On Thursday, the Oakville, Ont.-based company delivered a cautious outlook for the year and fourth-quarter results which showed notably weaker transaction growth at stores that have been open for more than a year.
"A challenging economic climate and the resulting intensified environment continues to pose challenges for everyone in our industry," said Paul House, interim chief executive in a conference call with analysts.
"In uncertain times, consumers can become more hesitant to spend money and in the restaurant sector we continue to see competitors relying more heavily than usual on promotions and discounts, and we too have been somewhat more promotional in a low-growth environment."
The coffee, doughnut and fast food company plans to renovate about 300 of its franchised stores this year, or roughly double the amount it has most other years. Each store is refreshed about once a decade, the company said.
Some stores will also have their drive-thru lines revamped to process more vehicle traffic in less time.
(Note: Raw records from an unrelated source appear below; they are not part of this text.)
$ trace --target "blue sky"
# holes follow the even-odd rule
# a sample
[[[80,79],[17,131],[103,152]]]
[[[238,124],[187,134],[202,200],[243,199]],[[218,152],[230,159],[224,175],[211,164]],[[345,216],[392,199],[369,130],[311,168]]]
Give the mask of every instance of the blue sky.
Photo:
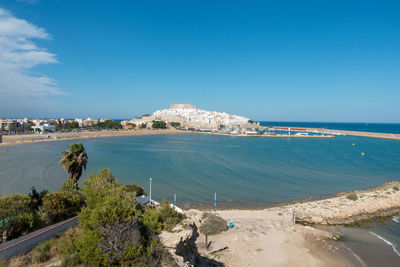
[[[399,1],[0,2],[0,116],[400,122]]]

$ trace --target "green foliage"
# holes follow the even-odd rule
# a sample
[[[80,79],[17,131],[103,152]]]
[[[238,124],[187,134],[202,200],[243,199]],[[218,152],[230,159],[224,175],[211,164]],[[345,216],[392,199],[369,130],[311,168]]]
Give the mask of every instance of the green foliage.
[[[61,122],[59,127],[62,128]],[[79,128],[80,128],[79,123],[77,121],[68,121],[67,123],[64,124],[64,130],[66,131],[72,131]],[[56,130],[57,130],[57,124],[56,124]]]
[[[177,212],[168,201],[163,200],[158,209],[146,207],[143,214],[143,223],[154,234],[162,230],[169,232],[182,221],[184,215]]]
[[[57,240],[52,238],[37,245],[33,249],[33,254],[34,254],[33,262],[48,261],[51,257],[51,248],[54,246],[56,242]]]
[[[172,231],[175,225],[184,219],[183,214],[177,212],[166,200],[161,202],[158,212],[163,223],[163,229],[167,231]]]
[[[170,124],[174,128],[178,128],[179,126],[181,126],[180,122],[171,122]]]
[[[32,187],[31,192],[28,194],[30,197],[29,208],[31,210],[39,210],[39,207],[43,204],[43,197],[48,193],[47,190],[42,190],[40,193],[36,191],[35,187]]]
[[[107,129],[107,130],[118,130],[122,129],[122,124],[119,121],[113,121],[113,120],[105,120],[104,122],[99,122],[95,125],[87,126],[86,128],[91,128],[91,129]]]
[[[153,121],[151,127],[153,127],[153,129],[165,129],[167,128],[167,123],[165,123],[165,121]]]
[[[144,190],[137,184],[126,184],[122,186],[125,192],[133,193],[135,197],[144,195]]]
[[[11,240],[31,232],[39,222],[36,213],[24,212],[7,220],[6,227],[2,230],[6,233],[6,239]]]
[[[356,201],[358,199],[358,196],[357,196],[357,194],[351,193],[351,194],[347,195],[346,198],[349,200]]]
[[[103,168],[98,174],[92,172],[89,179],[83,181],[82,192],[86,198],[86,206],[90,209],[95,208],[106,195],[114,192],[118,186],[110,169]]]
[[[153,264],[161,253],[154,234],[179,222],[182,215],[167,202],[158,210],[141,206],[134,199],[138,188],[119,185],[109,169],[92,173],[82,188],[86,199],[79,217],[82,234],[65,246],[70,248],[66,251],[71,255],[78,251],[79,259],[90,265]]]
[[[73,179],[74,184],[82,176],[83,169],[86,169],[88,156],[82,143],[73,143],[68,146],[68,150],[62,152],[60,164],[67,171],[69,178]]]
[[[200,226],[200,232],[205,235],[217,235],[228,230],[227,222],[215,214],[208,214]]]
[[[253,121],[253,120],[249,120],[249,121],[248,121],[248,123],[250,123],[250,124],[253,124],[253,123],[254,123],[254,121]]]
[[[81,256],[79,253],[74,252],[72,254],[67,254],[63,257],[61,261],[61,267],[70,267],[70,266],[81,266],[83,263]]]
[[[399,191],[399,187],[395,185],[395,186],[393,186],[393,190],[394,191]]]
[[[146,129],[146,127],[147,127],[146,123],[142,123],[139,126],[140,129]]]
[[[112,239],[108,231],[123,226],[125,222],[137,220],[142,208],[131,194],[118,185],[109,169],[102,169],[97,175],[92,173],[83,183],[83,192],[87,205],[79,218],[83,231],[78,240],[80,256],[90,264],[117,264],[121,255],[115,256],[117,251],[105,249],[107,242]],[[124,236],[130,236],[130,232],[124,233]],[[99,244],[103,244],[103,247]]]
[[[84,198],[77,190],[60,190],[43,197],[40,211],[47,223],[55,223],[75,216],[84,204]]]
[[[29,207],[31,199],[27,195],[12,194],[0,197],[0,219],[16,216]]]
[[[6,260],[0,259],[0,267],[7,267],[8,262]]]
[[[130,122],[129,122],[127,125],[128,125],[128,126],[131,126],[132,128],[136,128],[136,124],[134,124],[134,123],[130,123]]]
[[[16,238],[28,233],[40,224],[35,211],[30,209],[31,198],[27,195],[12,194],[0,197],[0,240]]]

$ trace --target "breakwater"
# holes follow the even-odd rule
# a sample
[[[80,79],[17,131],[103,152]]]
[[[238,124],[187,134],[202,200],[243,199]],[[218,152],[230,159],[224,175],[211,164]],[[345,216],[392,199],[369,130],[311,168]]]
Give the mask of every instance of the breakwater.
[[[281,206],[278,209],[293,212],[301,224],[353,225],[400,213],[400,182],[340,193],[336,197]]]

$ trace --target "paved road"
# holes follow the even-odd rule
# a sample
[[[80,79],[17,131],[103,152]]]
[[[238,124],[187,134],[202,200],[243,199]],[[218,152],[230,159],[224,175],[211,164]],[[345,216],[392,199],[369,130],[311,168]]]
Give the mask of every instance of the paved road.
[[[78,216],[4,242],[0,244],[0,259],[10,259],[17,255],[28,253],[40,242],[56,236],[58,233],[67,230],[77,223]]]

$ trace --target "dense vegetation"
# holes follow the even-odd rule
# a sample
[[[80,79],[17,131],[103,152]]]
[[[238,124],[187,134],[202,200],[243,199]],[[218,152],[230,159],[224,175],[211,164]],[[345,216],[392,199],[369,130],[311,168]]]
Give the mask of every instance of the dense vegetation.
[[[50,223],[75,216],[83,205],[83,196],[74,190],[0,197],[0,241],[11,240]]]
[[[122,124],[119,121],[105,120],[104,122],[99,122],[91,126],[85,126],[84,128],[95,130],[119,130],[122,129]]]
[[[165,121],[153,121],[152,127],[154,129],[165,129],[167,128],[167,123]]]
[[[63,152],[63,159],[75,151],[72,147],[74,144]],[[82,155],[83,145],[79,151],[78,155]],[[75,156],[68,157],[71,162],[66,166],[81,161],[81,156]],[[65,161],[61,163],[64,165]],[[82,174],[76,168],[66,170],[76,182]],[[183,215],[167,201],[157,208],[140,205],[135,197],[142,194],[138,185],[120,185],[109,169],[101,169],[98,174],[91,173],[81,189],[65,183],[53,193],[39,193],[33,188],[29,195],[3,196],[0,218],[5,220],[0,225],[0,235],[8,240],[79,215],[78,227],[37,246],[25,264],[60,256],[62,266],[156,266],[165,257],[156,235],[162,230],[171,231]]]
[[[181,126],[181,124],[180,124],[179,122],[171,122],[170,124],[171,124],[171,126],[174,127],[174,128],[178,128],[178,127]]]

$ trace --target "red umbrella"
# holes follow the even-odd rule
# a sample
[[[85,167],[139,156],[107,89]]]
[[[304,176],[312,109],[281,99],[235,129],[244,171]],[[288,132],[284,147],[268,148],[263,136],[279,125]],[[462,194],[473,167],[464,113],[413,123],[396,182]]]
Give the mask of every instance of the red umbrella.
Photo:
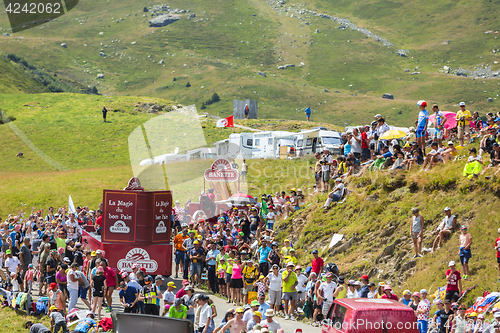
[[[245,193],[236,193],[232,195],[227,201],[230,201],[233,205],[241,206],[241,205],[255,205],[257,201],[248,194]]]

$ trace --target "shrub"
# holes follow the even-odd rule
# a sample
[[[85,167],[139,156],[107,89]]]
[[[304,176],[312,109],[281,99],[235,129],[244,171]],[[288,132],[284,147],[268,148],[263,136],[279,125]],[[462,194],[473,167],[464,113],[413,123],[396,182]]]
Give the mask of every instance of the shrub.
[[[188,88],[191,87],[191,83],[189,83],[189,82],[186,83],[186,87],[188,87]]]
For 2013, the company is targeting diluted earnings per share in a range of $2.87 to $2.97. Same-store sales growth, a key industry metric of locations open for at least a year, is targeted at two to four per cent in Canada and three to five per cent in the United States.
Tim Hortons also announced it would increase its quarterly dividend by 23.8 per cent. Starting with the March payout, the quarterly dividend will rise to 26 cents per share.
The company plans to buy back up to $250 million of its shares, a move that tends to push up per share earnings over time.
"We expect to continue to grow the chain in a healthy manner despite the current headwinds," said chief financial officer Cynthia Devine.
"We have strategies in place designed to expand and enhance our system, strengthen our relationship with our guests and deliver high-quality, solid value menu items."
In its outlook, Tim Hortons (TSX:THI) did not account for a $9-million charge it expects to take in the first quarter, and other expenses it will face when ushering in a new CEO this year, it said.
"The board has made significant progress in its external CEO search," the company said in a release.
"Although the process is not yet complete, the board currently anticipates appointing a new CEO by early summer."
House has held the top position at Tim Hortons since May 2011 when Don Schroeder made a surprise exit from the CEO position.
In the fourth quarter, net income dropped 2.5 per cent to $100.3 million or 65 cents per share. That compared with $103 million or 65 cents per share a year earlier.
Average analyst expectations had been for earnings of 72 cents per share, according to a survey by Thomson Reuters.
Revenue for the three months ended Dec. 31 was up 4.1 per cent at $811.6 million, with much of the increase tied to higher-priced products like the introduction of its panini sandwiches and single-serve Tassimo coffee line.
House said both products contributed "significantly" to the sales results in the period, though when analysts pressed him for specifics, he declined to disclose the details.
"We won't qualify that," he said of the new product sales.
But higher priced items certainly were a major contributor during the period, since overall sale-store sales growth showed that customers were making fewer transactions in the period.
Same-store sales growth was halved from a year earlier growing at 2.6 per cent from 5.5 per cent at the same time last year.
The company said the profit was five cents per share lower than it would have been without $9 million of reorganization expenses recorded in the quarter tied to both termination costs and professional fees.
Part of the costs were also related to the hunt for a replacement for House, who held the interim CEO job for nearly two years.
For the full year, Tim Hortons net income was up 5.2 per cent to $402.9 million or $2.59 per share - below the company's 2012 guidance.
Shares of Tim Hortons fell 2.95 per cent, or $1.50, to close at $49.30 Thursday on the Toronto Stock Exchange.